Installation views of ANTHONY FAN KAR LONG’s “My Portrait Diary: 18 Children” at the Jockey Club Community Art Centre, Hong Kong, 2020. All images courtesy the artist.

Speak When Spoken To – Anthony Fan’s “My Portrait Diary: 18 Children”

Jockey Club Creative Art Centre
Hong Kong

After stepping into the courtyard at Hong Kong’s Jockey Club Creative Art Centre where Anthony Fan Kar Long’s photography exhibition was hung, visitors found themselves surrounded by 18 portraits, each depicting a child gazing directly at viewers. Half of the images were captured at a protest on June 9, 2019, when an estimated one million people took to the streets of Hong Kong to oppose a tabled extradition bill. The other nine photos were taken later that year on December 8, at a rally against a law prohibiting citizens from obscuring their faces at public gatherings. The works, all snapped with the permission of the minor’s guardians, prompt the question: What roles do children play in social movements?

On the right side of the exhibition were the bare-faced, young activists Fan met in June, all dressed in white, short-sleeve shirts. They contrast the figures on the left, whom Fan met in December, wearing dark clothing and face coverings as barriers to tear gas and to protect their identities. Though both groups were at relatively peaceful marches, the difference in the children’s gear reflects the general escalation of the crisis, which grew increasingly violent, and reveals the growing fear among protestors as arrests at political events became more frequent and indiscriminate.

ANTHONY FAN KAR LONG, June 9 #1 and #2, from the series June 9: The Last Autumn Leaves with Freedom?, 2019, blockout vinyl, 1.2 × 1.8 m.
ANTHONY FAN KAR LONG, June 9 #1 and #2, from the series June 9: The Last Autumn Leaves with Freedom?, 2019, blockout vinyl, 1.2 × 1.8 m.

Yet, from the portraits, it is unclear how much the children themselves understood of the possible risks, and whether they chose to take part out of their own volition or their parents’ wishes. As the social movement evolved to tackle not just the extradition bill but the issue of Hong Kong’s autonomy and political future, so too did the role of children become more complex. It was not an uncommon sight to see children shouting "Liberate Hong Kong, revolution of our time” from their parents’ shoulders at rallies. People applauded these children, enshrining them as symbols for a better future, and cementing them as the impetus for this very “revolution.” But besides acting as symbols, what political agency do children have? 

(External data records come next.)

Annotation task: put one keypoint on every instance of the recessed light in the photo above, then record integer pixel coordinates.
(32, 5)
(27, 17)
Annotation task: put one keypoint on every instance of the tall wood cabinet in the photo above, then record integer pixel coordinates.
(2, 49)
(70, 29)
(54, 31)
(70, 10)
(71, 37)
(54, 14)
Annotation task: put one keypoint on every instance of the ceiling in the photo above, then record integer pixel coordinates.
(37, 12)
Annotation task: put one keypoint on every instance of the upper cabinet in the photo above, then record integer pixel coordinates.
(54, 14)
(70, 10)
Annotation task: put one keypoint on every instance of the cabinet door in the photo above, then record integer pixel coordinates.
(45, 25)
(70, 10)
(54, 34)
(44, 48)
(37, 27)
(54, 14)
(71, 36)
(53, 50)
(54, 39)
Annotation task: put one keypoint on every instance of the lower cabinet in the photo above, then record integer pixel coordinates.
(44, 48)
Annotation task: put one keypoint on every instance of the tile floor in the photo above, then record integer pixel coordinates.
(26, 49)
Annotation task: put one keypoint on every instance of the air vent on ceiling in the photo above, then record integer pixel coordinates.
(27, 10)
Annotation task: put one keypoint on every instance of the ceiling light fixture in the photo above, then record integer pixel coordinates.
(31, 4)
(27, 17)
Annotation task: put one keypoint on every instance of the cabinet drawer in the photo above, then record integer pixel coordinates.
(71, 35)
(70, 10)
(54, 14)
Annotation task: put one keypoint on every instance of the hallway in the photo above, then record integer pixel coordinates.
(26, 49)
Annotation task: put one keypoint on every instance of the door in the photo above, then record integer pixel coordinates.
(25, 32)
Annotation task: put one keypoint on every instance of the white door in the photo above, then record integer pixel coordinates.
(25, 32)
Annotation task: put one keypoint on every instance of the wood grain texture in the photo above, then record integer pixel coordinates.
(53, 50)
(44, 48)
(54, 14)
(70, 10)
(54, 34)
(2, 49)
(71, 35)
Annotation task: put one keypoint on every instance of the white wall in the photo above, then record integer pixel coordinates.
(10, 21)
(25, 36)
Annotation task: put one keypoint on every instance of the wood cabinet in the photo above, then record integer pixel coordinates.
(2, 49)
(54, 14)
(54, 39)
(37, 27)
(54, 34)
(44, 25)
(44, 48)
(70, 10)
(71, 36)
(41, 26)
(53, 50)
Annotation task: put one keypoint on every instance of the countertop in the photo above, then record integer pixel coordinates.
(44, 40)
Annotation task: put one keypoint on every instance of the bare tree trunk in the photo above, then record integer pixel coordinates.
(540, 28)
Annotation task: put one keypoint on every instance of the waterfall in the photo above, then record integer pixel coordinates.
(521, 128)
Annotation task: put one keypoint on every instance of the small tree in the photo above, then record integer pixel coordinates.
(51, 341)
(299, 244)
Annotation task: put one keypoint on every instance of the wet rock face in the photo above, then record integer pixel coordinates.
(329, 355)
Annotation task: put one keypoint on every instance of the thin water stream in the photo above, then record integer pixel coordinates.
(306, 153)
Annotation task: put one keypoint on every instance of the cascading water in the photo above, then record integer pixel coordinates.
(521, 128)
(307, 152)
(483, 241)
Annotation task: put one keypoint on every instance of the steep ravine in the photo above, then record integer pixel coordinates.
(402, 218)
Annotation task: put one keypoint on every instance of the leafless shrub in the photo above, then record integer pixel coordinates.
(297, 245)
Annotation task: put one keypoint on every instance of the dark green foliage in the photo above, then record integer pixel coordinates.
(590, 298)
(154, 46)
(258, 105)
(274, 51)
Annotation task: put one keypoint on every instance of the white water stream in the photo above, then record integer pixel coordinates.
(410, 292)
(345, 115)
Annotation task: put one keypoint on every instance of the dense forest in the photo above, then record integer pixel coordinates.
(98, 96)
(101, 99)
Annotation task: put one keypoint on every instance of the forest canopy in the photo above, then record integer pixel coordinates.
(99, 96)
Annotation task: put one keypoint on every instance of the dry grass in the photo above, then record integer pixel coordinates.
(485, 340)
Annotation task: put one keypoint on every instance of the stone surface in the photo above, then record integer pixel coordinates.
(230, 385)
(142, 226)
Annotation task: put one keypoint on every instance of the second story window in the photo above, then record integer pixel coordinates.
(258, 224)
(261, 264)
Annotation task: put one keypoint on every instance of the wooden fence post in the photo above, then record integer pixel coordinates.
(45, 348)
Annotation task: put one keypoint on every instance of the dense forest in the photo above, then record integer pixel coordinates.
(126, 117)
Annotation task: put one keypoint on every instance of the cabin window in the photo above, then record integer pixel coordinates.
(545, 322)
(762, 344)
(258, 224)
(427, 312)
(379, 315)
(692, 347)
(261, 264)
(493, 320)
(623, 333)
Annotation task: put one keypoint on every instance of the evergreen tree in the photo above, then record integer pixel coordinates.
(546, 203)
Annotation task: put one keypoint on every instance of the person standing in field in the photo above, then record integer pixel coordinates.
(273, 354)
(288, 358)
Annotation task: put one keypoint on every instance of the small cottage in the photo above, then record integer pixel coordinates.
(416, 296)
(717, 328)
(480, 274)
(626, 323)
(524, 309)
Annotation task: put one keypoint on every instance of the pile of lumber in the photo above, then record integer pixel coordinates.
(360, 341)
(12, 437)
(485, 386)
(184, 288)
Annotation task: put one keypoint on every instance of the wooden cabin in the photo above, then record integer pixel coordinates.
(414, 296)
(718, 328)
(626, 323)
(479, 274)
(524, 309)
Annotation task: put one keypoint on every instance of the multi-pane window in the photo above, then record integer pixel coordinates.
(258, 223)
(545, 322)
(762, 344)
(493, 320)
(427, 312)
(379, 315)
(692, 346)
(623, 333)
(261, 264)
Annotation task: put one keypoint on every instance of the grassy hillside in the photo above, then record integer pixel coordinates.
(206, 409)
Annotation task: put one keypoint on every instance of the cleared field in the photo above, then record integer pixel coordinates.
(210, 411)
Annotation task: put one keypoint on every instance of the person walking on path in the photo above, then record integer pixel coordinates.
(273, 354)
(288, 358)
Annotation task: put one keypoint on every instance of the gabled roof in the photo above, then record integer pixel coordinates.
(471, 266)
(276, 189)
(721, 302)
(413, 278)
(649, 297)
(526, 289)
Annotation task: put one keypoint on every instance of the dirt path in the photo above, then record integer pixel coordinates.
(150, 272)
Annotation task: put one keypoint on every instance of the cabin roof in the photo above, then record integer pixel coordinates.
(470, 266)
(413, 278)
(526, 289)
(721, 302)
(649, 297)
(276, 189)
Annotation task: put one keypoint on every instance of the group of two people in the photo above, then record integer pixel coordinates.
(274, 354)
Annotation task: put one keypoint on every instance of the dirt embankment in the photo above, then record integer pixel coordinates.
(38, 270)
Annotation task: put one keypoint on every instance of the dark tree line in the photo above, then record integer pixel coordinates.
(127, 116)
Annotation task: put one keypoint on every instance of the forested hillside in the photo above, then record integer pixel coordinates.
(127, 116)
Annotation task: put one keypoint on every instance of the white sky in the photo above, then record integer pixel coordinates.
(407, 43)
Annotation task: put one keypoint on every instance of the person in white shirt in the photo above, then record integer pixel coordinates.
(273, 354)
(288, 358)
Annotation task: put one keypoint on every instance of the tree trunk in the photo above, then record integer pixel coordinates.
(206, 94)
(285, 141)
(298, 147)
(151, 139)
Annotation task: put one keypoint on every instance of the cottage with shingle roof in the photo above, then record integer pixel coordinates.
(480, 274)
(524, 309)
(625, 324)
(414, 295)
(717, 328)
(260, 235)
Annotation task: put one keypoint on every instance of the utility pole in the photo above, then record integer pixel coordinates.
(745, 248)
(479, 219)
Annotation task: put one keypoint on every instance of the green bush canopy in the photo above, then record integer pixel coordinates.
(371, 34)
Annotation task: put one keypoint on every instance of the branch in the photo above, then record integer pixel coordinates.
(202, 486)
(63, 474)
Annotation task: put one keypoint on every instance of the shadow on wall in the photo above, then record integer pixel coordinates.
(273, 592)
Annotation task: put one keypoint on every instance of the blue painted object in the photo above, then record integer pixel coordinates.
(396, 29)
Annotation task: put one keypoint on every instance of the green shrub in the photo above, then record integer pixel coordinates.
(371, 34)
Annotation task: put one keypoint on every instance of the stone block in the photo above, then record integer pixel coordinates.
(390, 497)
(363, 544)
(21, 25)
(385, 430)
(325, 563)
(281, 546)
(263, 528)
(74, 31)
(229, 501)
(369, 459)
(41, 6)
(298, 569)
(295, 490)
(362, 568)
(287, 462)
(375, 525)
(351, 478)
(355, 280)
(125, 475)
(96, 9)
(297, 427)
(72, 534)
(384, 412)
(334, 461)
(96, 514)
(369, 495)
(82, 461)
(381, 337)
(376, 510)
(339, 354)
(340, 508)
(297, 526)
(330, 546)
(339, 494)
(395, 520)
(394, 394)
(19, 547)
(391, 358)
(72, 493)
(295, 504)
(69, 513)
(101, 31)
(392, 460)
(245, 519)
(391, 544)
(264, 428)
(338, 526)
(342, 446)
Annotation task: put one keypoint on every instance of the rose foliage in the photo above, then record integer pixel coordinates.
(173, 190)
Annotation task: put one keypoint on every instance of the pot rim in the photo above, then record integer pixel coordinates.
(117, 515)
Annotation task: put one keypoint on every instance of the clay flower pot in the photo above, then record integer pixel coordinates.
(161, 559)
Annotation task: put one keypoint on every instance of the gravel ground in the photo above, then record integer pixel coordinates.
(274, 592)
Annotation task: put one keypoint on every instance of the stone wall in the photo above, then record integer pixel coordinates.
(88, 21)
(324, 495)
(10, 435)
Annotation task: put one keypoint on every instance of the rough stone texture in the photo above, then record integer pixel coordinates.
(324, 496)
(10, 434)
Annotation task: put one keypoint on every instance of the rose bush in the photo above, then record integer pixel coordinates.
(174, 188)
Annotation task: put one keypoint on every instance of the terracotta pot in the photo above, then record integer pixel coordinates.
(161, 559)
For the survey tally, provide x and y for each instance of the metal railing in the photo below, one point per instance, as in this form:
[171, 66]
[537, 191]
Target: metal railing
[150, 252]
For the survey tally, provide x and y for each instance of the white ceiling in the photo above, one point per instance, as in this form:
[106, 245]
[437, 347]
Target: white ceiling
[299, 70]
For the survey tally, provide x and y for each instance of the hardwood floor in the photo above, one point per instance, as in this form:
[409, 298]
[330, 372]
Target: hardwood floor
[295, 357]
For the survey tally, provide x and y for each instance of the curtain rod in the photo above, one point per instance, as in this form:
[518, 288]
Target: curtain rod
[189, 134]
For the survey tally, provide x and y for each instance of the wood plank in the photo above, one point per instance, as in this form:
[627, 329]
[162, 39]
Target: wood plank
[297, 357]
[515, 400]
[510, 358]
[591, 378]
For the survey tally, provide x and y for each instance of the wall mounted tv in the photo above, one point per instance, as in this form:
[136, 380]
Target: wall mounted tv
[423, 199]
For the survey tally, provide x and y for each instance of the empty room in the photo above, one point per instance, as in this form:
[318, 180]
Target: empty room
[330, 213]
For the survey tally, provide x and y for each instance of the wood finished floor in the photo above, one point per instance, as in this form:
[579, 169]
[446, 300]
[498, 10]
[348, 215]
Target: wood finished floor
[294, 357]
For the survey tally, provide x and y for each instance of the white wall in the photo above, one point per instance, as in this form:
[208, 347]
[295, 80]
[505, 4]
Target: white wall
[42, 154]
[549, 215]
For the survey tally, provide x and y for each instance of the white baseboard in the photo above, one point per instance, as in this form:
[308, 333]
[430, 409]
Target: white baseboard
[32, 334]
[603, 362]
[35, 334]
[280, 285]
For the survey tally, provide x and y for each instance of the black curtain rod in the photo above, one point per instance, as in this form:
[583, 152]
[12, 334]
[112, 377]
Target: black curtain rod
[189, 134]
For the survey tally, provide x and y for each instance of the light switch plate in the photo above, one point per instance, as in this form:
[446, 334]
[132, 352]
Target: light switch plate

Ironically, at Fan’s show, the subjects of the works were mute and confined within a courtyard, suggesting their entrapment. The number 18 in the exhibition title, “My Portrait Diary: 18 Children,” refers not just to the number of displayed portraits, but also to the age when minors legally become adults. Until then, their freedom rests on whether adults can learn to listen.

Anthony Fan Kar Long’s “My Portrait Diary: 18 Children” is on view at the Jockey Club Creative Art Centre, Hong Kong, until June 9, 2020.